Can other parties have a primary? In order qualify for a primary in PA, a party must secure 15% of registered voters. This is a very high bar. Consider that in Massachusetts Republicans are only 10% of registered voters and in Utah, only 13% of voters are registered Dems. If that were the case in PA, one of the two major parties would not be entitled to a primary election. Even the third largest party in PA, the Libertarian Party, only has about 0.5% of registered voters - not even close to the 15% needed for a primary.
Voter turnout in primaries is historically pathetic. In the 2017, only 15.7% of registered voters in Montgomery County turned out to vote. This is not surprising. Unlike the general municipal election, voting in a municipal primary is usually a waste of time. Very few races are competitive. Most races only have one candidate on the ballot. Taking time off of work to vote for the prothonotory in a non-competitive race hardly seems like a good use of vacation time.

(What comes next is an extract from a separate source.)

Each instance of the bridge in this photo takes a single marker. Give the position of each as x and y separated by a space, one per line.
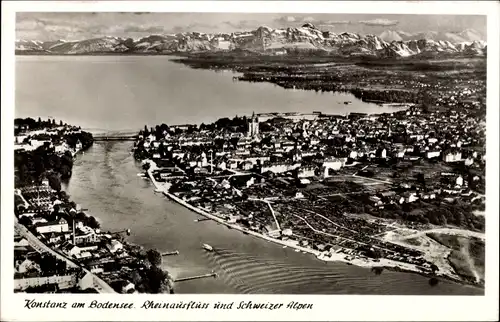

Do we even need primaries? Primaries cost tens of millions of dollars to administer. In addition to the obvious cost of people and voting machines, primaries result in lost productivity from people leaving work to stand in line to vote, closed schools, and legal fees spent challenging candidates. Simple changes to the way we vote can eliminate the need for a wasteful primary. Better voting methods, such as approval, score, or ranked choice voting, empower voters to express their preference for several candidates in one shot, eliminating the need for multiple rounds of elections. These voting methods are also more fair and eliminate the dreaded third party spoiler effect.
Pennsylvania primaries are both unfair and a waste of tax dollars. They should either be paid for by the parties, opened to all voters regardless of party, or cancelled. Until then I will be sitting them out. I hope you’ll join me.